Von ANNE PASSOW 10.04.2009, 16:33

KROPPENSTEDT/MZ. - Mathias Ködel lässt für einen Moment den außen an der Beifahrertür befestigten Handscheinwerfer los und macht einen Strich auf seiner Liste. Dann sucht er mit geübtem Jägerblick weiter das Feld ab. Ködel ist an diesem Abend im April mit seinem Kollegen Oliver Thärig für den Landesjagdverband Sachsen-Anhalt unterwegs: Die beiden zählen die Feldhasen rund um das Vogelschutzgebiet Hakel in der Börde.

Zahlreiche ihrer Kollegen in anderen Teilen der Bundesrepublik erfassen derzeit ebenfalls den Hasenbestand. In mehr als 500 sogenannten Referenzgebieten findet die Frühjahrszählung des Deutschen Jagdschutzverbandes (DJV) statt. Das Ziel: "Wir wollen einen Überblick über den Gesamtbestand und über Schwankungen in der Population bekommen", sagt Thärig. Gibt es zu wenig Hasen, könnten beispielsweise Projekte zur Ackerbegrünung gestartet werden, um das Nahrungsangebot für die Tiere zu verbessern. "In der Börde fördern wir solche Biotopmaßnahmen seit Jahren", so Thärig.

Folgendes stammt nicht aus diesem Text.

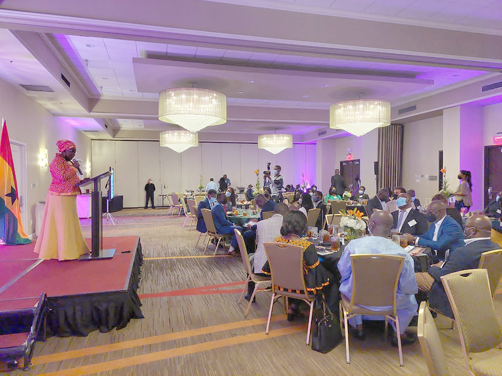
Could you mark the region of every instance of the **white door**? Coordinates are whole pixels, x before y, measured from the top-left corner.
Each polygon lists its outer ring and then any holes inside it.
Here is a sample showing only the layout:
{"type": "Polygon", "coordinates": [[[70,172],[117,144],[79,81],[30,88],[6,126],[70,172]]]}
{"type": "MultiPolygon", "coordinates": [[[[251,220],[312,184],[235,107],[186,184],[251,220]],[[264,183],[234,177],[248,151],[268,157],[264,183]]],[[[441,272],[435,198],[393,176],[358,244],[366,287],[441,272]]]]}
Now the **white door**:
{"type": "Polygon", "coordinates": [[[12,158],[14,161],[14,171],[18,183],[18,196],[21,209],[21,220],[25,232],[28,235],[31,233],[30,224],[28,223],[26,192],[26,146],[16,141],[11,141],[12,158]]]}

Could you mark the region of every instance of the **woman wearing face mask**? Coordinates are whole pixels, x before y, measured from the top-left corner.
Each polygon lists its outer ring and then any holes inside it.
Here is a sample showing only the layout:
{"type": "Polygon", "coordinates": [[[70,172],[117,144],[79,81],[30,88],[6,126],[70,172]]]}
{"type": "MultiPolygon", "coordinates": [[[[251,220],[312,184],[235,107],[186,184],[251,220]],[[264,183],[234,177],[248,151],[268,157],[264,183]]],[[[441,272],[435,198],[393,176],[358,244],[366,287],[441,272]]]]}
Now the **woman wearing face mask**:
{"type": "Polygon", "coordinates": [[[329,189],[329,193],[324,197],[324,202],[327,203],[330,201],[340,201],[341,199],[342,198],[340,197],[340,195],[336,194],[336,188],[332,186],[329,189]]]}
{"type": "Polygon", "coordinates": [[[302,195],[301,198],[298,200],[298,204],[300,204],[299,210],[305,215],[307,218],[307,213],[310,209],[314,209],[314,204],[312,204],[312,199],[310,195],[308,193],[304,193],[302,195]]]}
{"type": "Polygon", "coordinates": [[[455,207],[459,212],[461,208],[469,208],[472,206],[472,183],[471,182],[470,171],[461,170],[457,177],[460,180],[460,184],[455,192],[455,207]]]}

Und während der 29-jährige Jäger aus Kroppenstedt den Geländewagen im gemächlichen Tempo über den Feldweg steuert, redet er über sein Zählgebiet. "Unsere Strecke ist mit etwa 54 Kilometern vergleichsweise lang", sagt er. "Etwa sechs Stunden brauchen wir, um sie abzufahren." Weil sich Hasen erst in der Dämmerung auf das freie Feld wagen, bedeutet die Zählung für Thärig und den 31-jährigen Ködel eine Nachtschicht.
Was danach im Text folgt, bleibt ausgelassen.